In "A Month on the Town" [July 26–August 1] Robert Christgau coughs up nearly 5,000 words after seeing 30 bands in 30 days to tell me that Robert Plant was the best act he saw in New York in June. Robert freakin' Plant? Did Christgau write this story in 1972? Other things I learned in Christgau's piece: Ornette Coleman is a great musician; there were several people onstage who were nearly as old or older than the 65-year-old Christgau; in the end he really would have rather stayed home and made out with his wife. Yech! I know the old codger has been writing these knotty, impenetrable reviews since we were all in our baby diapers, but isn't it time the "Dean of Rock Critics" handed over the chalk to one of his students?

Dan Havlik
Hunters Point, Queens

Beards of a feather don't rabbi together

Re Kristen Lombardi's "Silence of the Lam" [July 26–August 1]: This character Mondrowitz is a dirty lowlife who deserves to go away (prison, not Israel) for a very long time. What I do take issue with is the use of the word rabbi. This isn't the first time the Voice has referred to a Jewish perp as a rabbi. I know it has shock value and attracts more readers, but the fact remains that a beard on a Jew does not a rabbi make—neither does calling oneself rabbi. Most rabbis are upstanding leaders of the Jewish community but every race and religion has its bad eggs—giving that moniker to this sort of miscreant only besmirches good people by association. A headline like this one can have the effect of defaming rabbis in general.

Emma Hill

Dangerous accusation

It's one thing for Michael Atkinson to give a positive review of the excellent documentary My Country, My Country ["Unembedded," August 2–8]; it's quite another for him to make the baseless and false accusation that my film, Iraq in Fragments, is an embedded prevarication.
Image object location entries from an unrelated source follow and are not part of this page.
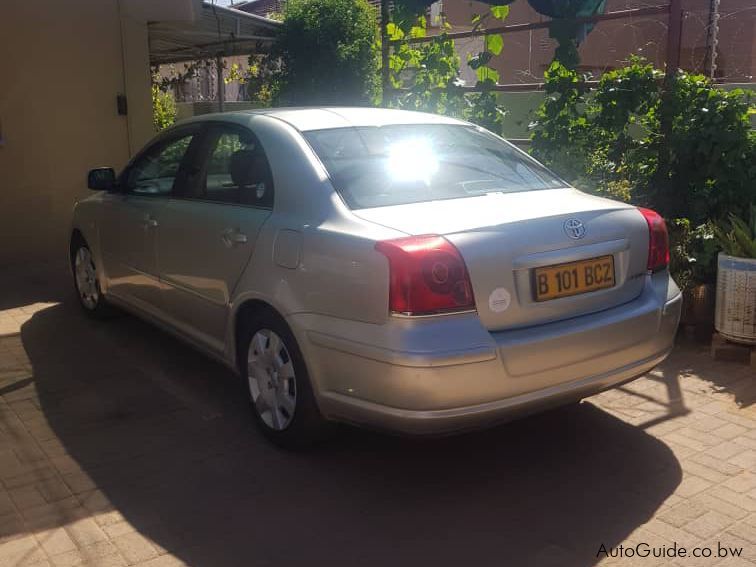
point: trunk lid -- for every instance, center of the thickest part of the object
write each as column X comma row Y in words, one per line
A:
column 504, row 237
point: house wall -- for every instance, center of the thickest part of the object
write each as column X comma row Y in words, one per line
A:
column 63, row 64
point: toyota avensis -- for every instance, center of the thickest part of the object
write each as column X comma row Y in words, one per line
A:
column 399, row 270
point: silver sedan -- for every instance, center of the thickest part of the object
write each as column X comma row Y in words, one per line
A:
column 399, row 270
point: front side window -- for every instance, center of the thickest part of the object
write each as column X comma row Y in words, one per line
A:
column 379, row 166
column 237, row 170
column 155, row 172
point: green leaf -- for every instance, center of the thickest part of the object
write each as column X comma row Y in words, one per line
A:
column 500, row 12
column 494, row 43
column 479, row 60
column 487, row 74
column 417, row 31
column 394, row 32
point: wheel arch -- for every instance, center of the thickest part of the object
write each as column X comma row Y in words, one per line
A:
column 247, row 309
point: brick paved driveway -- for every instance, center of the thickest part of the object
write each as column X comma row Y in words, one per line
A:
column 121, row 446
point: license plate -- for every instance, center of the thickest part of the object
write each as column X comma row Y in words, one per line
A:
column 573, row 278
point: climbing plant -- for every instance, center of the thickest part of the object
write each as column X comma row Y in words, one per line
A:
column 426, row 75
column 609, row 141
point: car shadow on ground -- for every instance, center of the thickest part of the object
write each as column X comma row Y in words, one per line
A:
column 166, row 436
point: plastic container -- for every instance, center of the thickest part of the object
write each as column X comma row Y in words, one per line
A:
column 735, row 314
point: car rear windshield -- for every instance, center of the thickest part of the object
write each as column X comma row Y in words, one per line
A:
column 377, row 166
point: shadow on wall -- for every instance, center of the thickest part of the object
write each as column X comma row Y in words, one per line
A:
column 164, row 433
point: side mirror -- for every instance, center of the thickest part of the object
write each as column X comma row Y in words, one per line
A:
column 101, row 179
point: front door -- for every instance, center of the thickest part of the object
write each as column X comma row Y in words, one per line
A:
column 207, row 235
column 129, row 231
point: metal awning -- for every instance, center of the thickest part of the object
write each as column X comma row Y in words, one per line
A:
column 218, row 31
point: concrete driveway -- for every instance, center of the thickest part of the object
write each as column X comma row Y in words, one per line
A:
column 122, row 446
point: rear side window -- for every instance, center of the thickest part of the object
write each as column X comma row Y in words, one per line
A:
column 398, row 164
column 237, row 170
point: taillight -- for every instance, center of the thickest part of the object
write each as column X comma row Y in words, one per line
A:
column 427, row 275
column 658, row 240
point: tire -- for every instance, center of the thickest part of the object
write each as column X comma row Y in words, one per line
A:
column 86, row 282
column 277, row 383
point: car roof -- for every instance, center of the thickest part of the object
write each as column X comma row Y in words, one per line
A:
column 321, row 118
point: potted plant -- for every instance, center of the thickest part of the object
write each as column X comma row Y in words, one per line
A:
column 735, row 316
column 694, row 267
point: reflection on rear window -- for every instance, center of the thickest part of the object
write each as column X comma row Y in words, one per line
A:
column 393, row 165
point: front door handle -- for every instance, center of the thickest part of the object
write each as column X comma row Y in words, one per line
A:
column 232, row 237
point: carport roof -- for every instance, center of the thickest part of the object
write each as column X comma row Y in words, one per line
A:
column 218, row 31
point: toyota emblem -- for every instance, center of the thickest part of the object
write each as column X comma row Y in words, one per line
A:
column 574, row 228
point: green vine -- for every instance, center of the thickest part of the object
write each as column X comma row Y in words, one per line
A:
column 610, row 141
column 426, row 75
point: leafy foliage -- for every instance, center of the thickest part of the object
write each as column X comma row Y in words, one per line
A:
column 611, row 141
column 327, row 53
column 736, row 237
column 429, row 72
column 163, row 107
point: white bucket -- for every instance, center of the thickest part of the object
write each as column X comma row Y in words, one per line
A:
column 735, row 316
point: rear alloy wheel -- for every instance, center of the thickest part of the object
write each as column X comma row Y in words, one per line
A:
column 272, row 380
column 86, row 282
column 280, row 392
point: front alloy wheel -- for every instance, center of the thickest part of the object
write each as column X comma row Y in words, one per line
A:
column 86, row 282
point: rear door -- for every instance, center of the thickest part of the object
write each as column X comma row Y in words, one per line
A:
column 208, row 233
column 128, row 233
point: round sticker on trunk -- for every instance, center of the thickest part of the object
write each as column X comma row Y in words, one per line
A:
column 499, row 300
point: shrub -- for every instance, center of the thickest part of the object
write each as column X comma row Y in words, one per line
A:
column 610, row 141
column 163, row 108
column 327, row 53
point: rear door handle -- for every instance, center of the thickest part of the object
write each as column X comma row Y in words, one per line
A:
column 232, row 237
column 149, row 222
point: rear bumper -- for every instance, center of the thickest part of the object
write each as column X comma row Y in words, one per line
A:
column 449, row 374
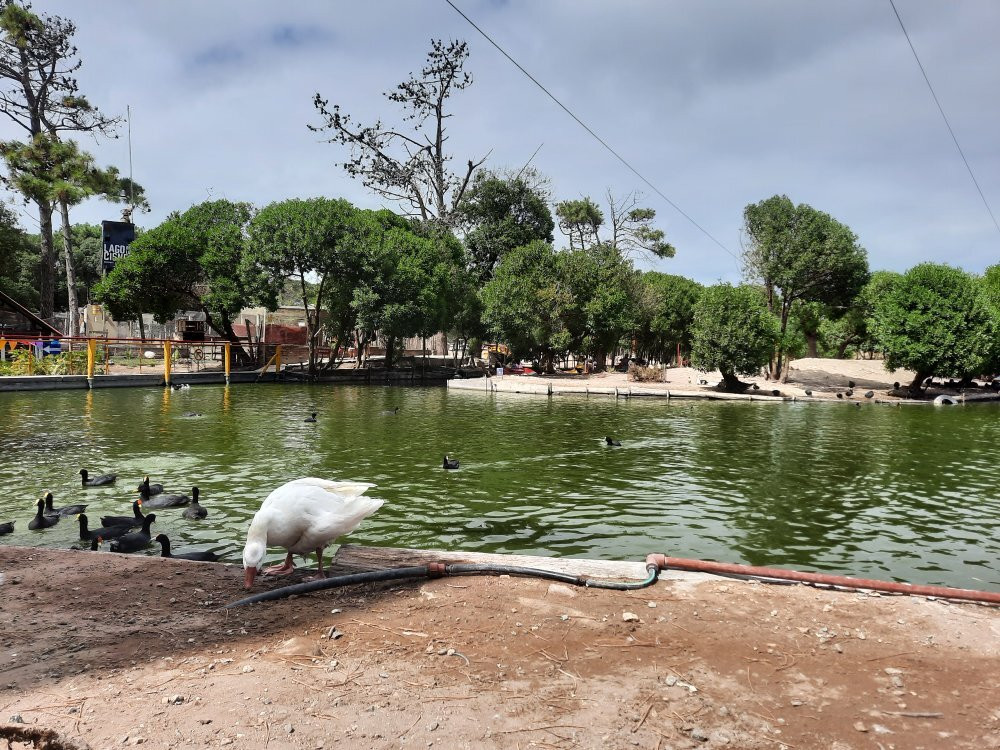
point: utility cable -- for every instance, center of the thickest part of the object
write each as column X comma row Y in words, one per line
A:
column 596, row 137
column 943, row 115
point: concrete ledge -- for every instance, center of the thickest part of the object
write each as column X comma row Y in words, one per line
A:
column 544, row 388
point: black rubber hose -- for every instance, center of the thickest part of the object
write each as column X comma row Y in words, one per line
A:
column 373, row 576
column 424, row 571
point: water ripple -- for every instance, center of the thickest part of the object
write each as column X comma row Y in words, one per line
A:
column 907, row 494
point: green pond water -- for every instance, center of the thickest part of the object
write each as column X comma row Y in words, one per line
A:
column 897, row 493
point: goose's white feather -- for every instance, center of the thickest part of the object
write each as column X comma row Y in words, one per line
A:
column 305, row 515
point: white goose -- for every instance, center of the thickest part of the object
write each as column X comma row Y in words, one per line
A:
column 304, row 516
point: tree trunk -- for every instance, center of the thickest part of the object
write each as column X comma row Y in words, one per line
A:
column 74, row 307
column 778, row 360
column 224, row 327
column 811, row 339
column 732, row 383
column 46, row 286
column 600, row 361
column 915, row 384
column 390, row 351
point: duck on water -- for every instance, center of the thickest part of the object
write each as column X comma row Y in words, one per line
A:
column 98, row 481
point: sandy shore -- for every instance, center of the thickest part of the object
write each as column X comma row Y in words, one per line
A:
column 120, row 651
column 822, row 378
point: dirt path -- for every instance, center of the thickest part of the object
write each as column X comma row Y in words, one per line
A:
column 118, row 651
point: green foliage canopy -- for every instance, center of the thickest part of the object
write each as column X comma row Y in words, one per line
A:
column 733, row 332
column 666, row 313
column 499, row 214
column 935, row 320
column 800, row 254
column 189, row 262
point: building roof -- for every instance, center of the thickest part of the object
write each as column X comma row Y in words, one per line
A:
column 36, row 325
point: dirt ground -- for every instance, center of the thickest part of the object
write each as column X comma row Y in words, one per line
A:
column 119, row 651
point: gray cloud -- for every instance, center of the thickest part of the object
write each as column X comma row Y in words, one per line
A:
column 719, row 104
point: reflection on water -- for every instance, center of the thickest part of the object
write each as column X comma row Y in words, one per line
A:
column 908, row 493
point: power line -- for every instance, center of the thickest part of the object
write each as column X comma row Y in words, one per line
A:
column 596, row 137
column 943, row 115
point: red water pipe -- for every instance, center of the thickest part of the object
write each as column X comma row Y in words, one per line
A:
column 825, row 579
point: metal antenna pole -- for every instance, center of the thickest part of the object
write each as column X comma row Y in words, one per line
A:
column 128, row 119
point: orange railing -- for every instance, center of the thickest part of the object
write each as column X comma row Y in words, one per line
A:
column 95, row 356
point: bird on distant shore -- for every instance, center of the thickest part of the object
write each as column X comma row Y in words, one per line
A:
column 136, row 540
column 66, row 510
column 200, row 556
column 98, row 481
column 304, row 516
column 105, row 532
column 196, row 510
column 151, row 489
column 42, row 521
column 163, row 500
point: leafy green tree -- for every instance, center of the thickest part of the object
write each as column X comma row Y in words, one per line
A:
column 850, row 330
column 192, row 261
column 800, row 255
column 524, row 302
column 18, row 260
column 498, row 214
column 610, row 304
column 733, row 332
column 39, row 93
column 302, row 239
column 990, row 285
column 57, row 172
column 935, row 320
column 409, row 273
column 666, row 314
column 408, row 164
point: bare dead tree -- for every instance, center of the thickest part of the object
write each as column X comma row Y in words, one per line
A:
column 631, row 230
column 409, row 165
column 40, row 94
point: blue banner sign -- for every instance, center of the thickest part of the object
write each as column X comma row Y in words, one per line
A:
column 116, row 236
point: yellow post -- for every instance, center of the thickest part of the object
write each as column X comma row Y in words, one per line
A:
column 91, row 361
column 166, row 362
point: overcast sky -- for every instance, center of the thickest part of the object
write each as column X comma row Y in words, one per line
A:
column 719, row 104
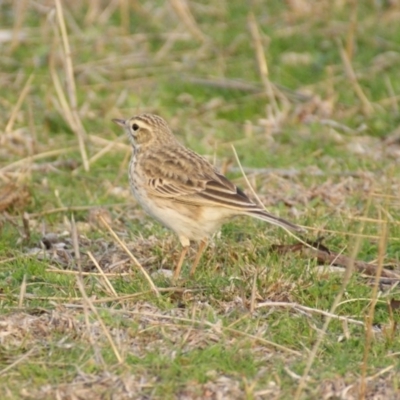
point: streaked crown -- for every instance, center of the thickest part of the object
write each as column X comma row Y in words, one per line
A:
column 146, row 128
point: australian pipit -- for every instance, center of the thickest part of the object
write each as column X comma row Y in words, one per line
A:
column 181, row 189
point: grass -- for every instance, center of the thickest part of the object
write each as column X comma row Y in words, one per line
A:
column 321, row 151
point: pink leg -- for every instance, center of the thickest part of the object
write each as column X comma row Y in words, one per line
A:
column 180, row 262
column 202, row 246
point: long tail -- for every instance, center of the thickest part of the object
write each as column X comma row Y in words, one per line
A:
column 272, row 219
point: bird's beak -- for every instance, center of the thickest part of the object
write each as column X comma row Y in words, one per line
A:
column 120, row 122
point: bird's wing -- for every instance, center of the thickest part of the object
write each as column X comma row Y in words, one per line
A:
column 186, row 177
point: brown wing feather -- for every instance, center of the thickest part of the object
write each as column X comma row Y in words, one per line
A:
column 185, row 176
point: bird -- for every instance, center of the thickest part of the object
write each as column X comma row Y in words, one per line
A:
column 181, row 189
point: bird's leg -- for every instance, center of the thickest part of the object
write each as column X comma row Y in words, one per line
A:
column 180, row 262
column 202, row 246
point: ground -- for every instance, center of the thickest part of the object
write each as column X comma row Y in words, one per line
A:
column 294, row 101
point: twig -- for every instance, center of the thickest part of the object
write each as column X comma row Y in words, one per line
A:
column 321, row 333
column 71, row 89
column 131, row 256
column 102, row 274
column 17, row 361
column 374, row 298
column 262, row 62
column 309, row 309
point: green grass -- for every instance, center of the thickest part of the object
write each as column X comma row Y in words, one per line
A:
column 320, row 161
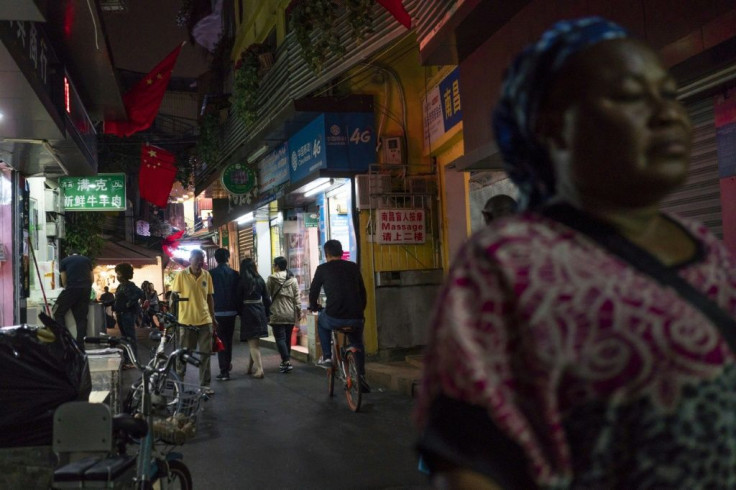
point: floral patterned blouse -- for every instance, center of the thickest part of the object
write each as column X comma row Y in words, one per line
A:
column 553, row 363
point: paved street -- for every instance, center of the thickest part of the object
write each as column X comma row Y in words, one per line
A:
column 283, row 432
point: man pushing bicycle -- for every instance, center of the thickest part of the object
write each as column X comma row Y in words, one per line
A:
column 346, row 301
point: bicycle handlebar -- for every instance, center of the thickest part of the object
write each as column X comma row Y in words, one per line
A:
column 184, row 354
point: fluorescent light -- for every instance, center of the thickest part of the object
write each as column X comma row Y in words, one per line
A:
column 315, row 183
column 253, row 156
column 317, row 189
column 246, row 218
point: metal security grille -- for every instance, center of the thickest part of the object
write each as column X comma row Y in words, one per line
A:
column 246, row 244
column 700, row 197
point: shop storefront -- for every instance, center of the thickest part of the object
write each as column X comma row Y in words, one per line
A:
column 303, row 196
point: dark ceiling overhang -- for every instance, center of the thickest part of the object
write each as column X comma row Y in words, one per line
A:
column 117, row 252
column 285, row 123
column 33, row 132
column 16, row 10
column 78, row 31
column 485, row 157
column 454, row 37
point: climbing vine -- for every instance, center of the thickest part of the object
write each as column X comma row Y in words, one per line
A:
column 84, row 233
column 246, row 83
column 313, row 23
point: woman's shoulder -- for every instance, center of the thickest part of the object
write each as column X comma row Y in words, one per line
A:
column 522, row 231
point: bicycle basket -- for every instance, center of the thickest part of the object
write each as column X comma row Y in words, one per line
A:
column 181, row 425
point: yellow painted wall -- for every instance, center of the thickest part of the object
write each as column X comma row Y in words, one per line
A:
column 259, row 18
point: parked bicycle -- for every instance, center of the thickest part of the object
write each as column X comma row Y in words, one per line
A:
column 156, row 427
column 163, row 388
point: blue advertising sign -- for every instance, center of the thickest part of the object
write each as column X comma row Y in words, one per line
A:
column 452, row 110
column 351, row 141
column 273, row 170
column 307, row 149
column 336, row 141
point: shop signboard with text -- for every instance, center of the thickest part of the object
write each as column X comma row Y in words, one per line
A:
column 102, row 192
column 401, row 226
column 334, row 141
column 442, row 109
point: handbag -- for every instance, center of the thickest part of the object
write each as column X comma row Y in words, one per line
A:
column 217, row 345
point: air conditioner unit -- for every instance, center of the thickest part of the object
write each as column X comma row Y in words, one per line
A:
column 369, row 188
column 61, row 227
column 423, row 184
column 51, row 201
column 51, row 229
column 56, row 228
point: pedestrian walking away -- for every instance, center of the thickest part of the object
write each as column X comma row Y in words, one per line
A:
column 587, row 341
column 286, row 309
column 195, row 284
column 346, row 301
column 255, row 309
column 77, row 278
column 108, row 300
column 225, row 282
column 127, row 308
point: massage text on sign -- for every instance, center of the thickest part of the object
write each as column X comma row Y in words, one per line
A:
column 398, row 226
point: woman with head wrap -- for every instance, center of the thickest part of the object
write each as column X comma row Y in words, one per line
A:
column 588, row 341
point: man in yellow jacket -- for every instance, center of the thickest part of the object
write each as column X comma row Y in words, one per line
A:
column 195, row 284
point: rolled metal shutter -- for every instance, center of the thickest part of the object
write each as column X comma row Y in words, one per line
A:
column 700, row 197
column 245, row 241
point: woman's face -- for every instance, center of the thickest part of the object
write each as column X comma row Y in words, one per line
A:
column 623, row 139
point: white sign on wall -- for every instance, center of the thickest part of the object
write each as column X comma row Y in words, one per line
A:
column 400, row 226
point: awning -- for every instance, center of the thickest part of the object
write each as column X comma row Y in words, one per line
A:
column 118, row 252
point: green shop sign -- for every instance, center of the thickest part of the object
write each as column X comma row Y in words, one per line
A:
column 102, row 192
column 239, row 179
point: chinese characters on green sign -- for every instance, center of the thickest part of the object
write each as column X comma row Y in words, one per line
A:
column 102, row 192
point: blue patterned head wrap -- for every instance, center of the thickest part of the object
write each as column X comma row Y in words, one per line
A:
column 524, row 87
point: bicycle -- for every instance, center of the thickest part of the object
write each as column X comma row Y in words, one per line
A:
column 156, row 429
column 345, row 366
column 163, row 388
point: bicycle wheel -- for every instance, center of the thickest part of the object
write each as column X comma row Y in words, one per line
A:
column 165, row 397
column 179, row 476
column 352, row 384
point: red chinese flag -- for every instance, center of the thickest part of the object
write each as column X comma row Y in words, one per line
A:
column 396, row 8
column 157, row 175
column 144, row 99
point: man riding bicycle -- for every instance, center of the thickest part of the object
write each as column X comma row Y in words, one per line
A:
column 346, row 300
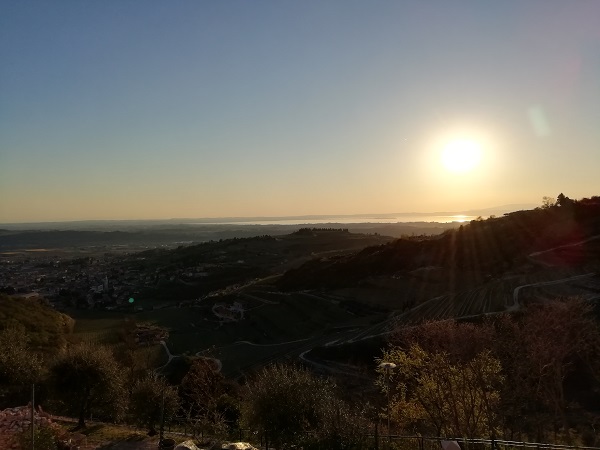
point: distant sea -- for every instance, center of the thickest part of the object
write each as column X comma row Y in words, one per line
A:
column 322, row 220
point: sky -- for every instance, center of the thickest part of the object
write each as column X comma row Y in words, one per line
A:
column 142, row 109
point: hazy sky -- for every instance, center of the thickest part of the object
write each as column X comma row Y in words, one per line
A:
column 141, row 109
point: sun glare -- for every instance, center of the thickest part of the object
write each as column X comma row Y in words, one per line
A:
column 461, row 156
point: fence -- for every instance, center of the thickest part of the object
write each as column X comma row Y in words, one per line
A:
column 398, row 442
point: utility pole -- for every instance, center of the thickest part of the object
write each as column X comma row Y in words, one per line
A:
column 32, row 416
column 162, row 417
column 388, row 366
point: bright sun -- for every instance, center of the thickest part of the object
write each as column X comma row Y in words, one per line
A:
column 461, row 156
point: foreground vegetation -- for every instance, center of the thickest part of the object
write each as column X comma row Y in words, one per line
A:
column 534, row 375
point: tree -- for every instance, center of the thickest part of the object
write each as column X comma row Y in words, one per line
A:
column 151, row 398
column 86, row 378
column 556, row 335
column 207, row 397
column 284, row 402
column 19, row 366
column 458, row 399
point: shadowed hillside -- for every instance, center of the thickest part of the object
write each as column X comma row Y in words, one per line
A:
column 490, row 247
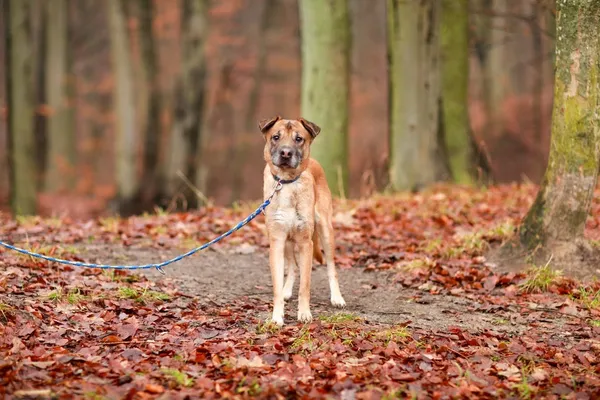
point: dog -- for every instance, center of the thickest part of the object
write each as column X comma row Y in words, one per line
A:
column 299, row 218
I certainly never embedded while making the film, and if I am to be charged with making a prevarication I think I deserve some explanation. After spending two years of my life in Iraq making my film, I find it more than a little disturbing that the Voice would publish such a libelous accusation without a shred of substance to back it up. In the world of nonfiction, war zone filmmaking it is not a trivial thing to accuse a director of lying—it's much the same as accusing a journalist of inventing sources. If you make the charge of prevarication regarding a documentary film it is not sufficient to argue that the director didn't follow what you wanted him to follow in the aesthetic style you would have liked; you have to show that the actual content itself is dishonestly portrayed.

James Longley
Seattle, Washington

Michael Atkinson replies: I'll admit that the use of "embedded" in this context was both generalized and suggestive of the film's attitude, not an explicit accusation about Longley's activities. But prevarication (not lying per se; see Webster's) pervades the film, each and every time Longley invents a reaction shot he could not have had the additional cameras to capture. (Multiple cameras hovering around Iraqi children would have entailed its own compromises.) Robert Flaherty and Walt Disney did it too, and it's dishonest.


In last week's issue of the Voice, Cynthia Carr's piece stated that owners of the "Bonanza" condos on Pacific Street were each offered $1.2 million to vacate. In fact, Forest City Ratner offered owners $850 per square foot.

In the same issue, Adrienne Day's article listed the Mark Morris Dance Center as a Brooklyn Academy of Music (BAM) project. The dance center was built by the Mark Morris Dance Group.

Also in the issue, Reverend John J. Paris's name was misspelled in "Doctors With Borders."